Kensington Volunteer Fire Department
Backstory and Context
The first fire department in the Kensington area was established by the town council in 1899 as a response to a large fire on October 26, 1899, that destroyed the Montgomery Press (newspaper) office and the Town Hall. At the time, Kensington had no water system and no way to stop fires.
There were many problems with the early fire department, including the fact that most roads were not paved, meaning streets turned to mud. In 1918, an old schoolhouse caught fire and although the firefighters arrived at the scene, the mayor did not allow them to hook up to the town's new water system because he believed it needed to be saved for reserve for nearby homes.

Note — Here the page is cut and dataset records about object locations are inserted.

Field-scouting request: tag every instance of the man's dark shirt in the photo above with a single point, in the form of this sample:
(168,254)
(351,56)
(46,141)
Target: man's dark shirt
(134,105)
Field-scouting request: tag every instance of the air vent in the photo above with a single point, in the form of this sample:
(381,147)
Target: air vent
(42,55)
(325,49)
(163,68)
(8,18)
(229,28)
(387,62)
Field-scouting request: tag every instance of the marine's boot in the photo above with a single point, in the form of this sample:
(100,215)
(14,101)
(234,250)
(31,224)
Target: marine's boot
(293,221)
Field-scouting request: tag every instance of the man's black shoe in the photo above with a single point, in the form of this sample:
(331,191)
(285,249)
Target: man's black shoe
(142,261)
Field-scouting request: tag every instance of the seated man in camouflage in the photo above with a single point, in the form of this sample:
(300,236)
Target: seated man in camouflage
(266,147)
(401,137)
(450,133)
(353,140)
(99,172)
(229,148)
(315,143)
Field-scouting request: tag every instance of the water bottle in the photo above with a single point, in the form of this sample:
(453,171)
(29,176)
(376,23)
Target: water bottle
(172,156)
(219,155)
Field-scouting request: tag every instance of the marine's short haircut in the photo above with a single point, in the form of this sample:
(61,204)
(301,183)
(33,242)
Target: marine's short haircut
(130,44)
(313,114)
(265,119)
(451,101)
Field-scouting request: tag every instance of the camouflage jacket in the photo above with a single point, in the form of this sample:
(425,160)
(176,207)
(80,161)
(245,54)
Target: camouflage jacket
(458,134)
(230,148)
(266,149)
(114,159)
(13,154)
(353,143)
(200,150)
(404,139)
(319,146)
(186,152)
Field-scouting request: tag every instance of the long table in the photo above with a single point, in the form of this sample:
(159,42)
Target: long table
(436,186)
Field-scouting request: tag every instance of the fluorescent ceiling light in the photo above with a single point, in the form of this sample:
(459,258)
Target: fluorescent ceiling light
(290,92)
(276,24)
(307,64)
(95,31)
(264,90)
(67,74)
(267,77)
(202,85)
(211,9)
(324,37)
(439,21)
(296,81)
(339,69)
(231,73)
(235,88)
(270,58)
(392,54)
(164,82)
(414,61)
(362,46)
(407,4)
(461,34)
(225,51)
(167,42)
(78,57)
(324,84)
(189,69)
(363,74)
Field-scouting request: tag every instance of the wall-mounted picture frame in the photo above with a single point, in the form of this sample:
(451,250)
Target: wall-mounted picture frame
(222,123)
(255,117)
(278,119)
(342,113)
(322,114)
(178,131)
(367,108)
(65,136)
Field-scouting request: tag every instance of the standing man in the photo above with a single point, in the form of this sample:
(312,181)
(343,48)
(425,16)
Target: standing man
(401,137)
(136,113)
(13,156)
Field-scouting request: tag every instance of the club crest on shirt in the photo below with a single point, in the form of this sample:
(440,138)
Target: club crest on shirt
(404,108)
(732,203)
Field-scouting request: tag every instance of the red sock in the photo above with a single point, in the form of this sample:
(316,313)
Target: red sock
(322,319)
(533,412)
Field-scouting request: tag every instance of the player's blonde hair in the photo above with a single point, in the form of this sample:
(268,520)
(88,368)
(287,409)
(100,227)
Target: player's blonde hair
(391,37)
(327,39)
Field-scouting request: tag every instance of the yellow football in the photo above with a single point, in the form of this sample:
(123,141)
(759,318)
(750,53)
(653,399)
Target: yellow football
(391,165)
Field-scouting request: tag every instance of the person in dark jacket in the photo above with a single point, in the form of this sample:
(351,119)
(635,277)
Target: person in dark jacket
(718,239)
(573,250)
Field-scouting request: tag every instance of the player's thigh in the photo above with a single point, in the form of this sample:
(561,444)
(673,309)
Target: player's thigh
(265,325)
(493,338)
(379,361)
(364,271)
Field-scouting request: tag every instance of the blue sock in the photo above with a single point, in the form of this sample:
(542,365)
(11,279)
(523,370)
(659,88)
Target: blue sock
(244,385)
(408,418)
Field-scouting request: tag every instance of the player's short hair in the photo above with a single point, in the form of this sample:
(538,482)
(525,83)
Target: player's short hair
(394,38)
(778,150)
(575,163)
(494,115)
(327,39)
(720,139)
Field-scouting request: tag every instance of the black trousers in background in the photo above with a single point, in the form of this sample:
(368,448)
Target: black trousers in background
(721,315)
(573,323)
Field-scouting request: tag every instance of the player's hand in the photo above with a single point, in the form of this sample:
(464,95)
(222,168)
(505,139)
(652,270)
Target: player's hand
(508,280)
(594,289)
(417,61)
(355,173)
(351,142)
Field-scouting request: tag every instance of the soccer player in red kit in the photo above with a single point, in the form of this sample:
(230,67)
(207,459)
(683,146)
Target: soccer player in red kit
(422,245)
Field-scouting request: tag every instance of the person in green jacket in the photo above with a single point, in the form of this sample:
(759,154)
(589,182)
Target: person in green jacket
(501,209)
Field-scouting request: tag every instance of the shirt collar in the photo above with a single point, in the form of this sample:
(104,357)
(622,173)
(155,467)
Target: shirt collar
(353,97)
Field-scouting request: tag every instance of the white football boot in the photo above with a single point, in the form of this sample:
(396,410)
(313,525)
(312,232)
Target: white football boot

A tension between the firefighters and the town formed, including around a newly purchased 1922 Ford truck with water pump, the 2nd motorized firefighting apparatus in the county. The town owned the truck and appointed the Fire Marshall, and volunteers had to negotiate to be able to train on the truck. In addition, the truck could not be used outside the town without special permission from the mayor, which angered more volunteers. Led by Eugene Raney, in 1922, volunteer firefighters broke away from the town and formed their own station. Although not originally recognized by the town, by 1925, the town officially recognized the department, and in 1927, they moved into the Armory/Town Hall. As the area continued to grow, the KVFD moved into its current building in 1947, and 3 more stations in the vicinity were incorporated.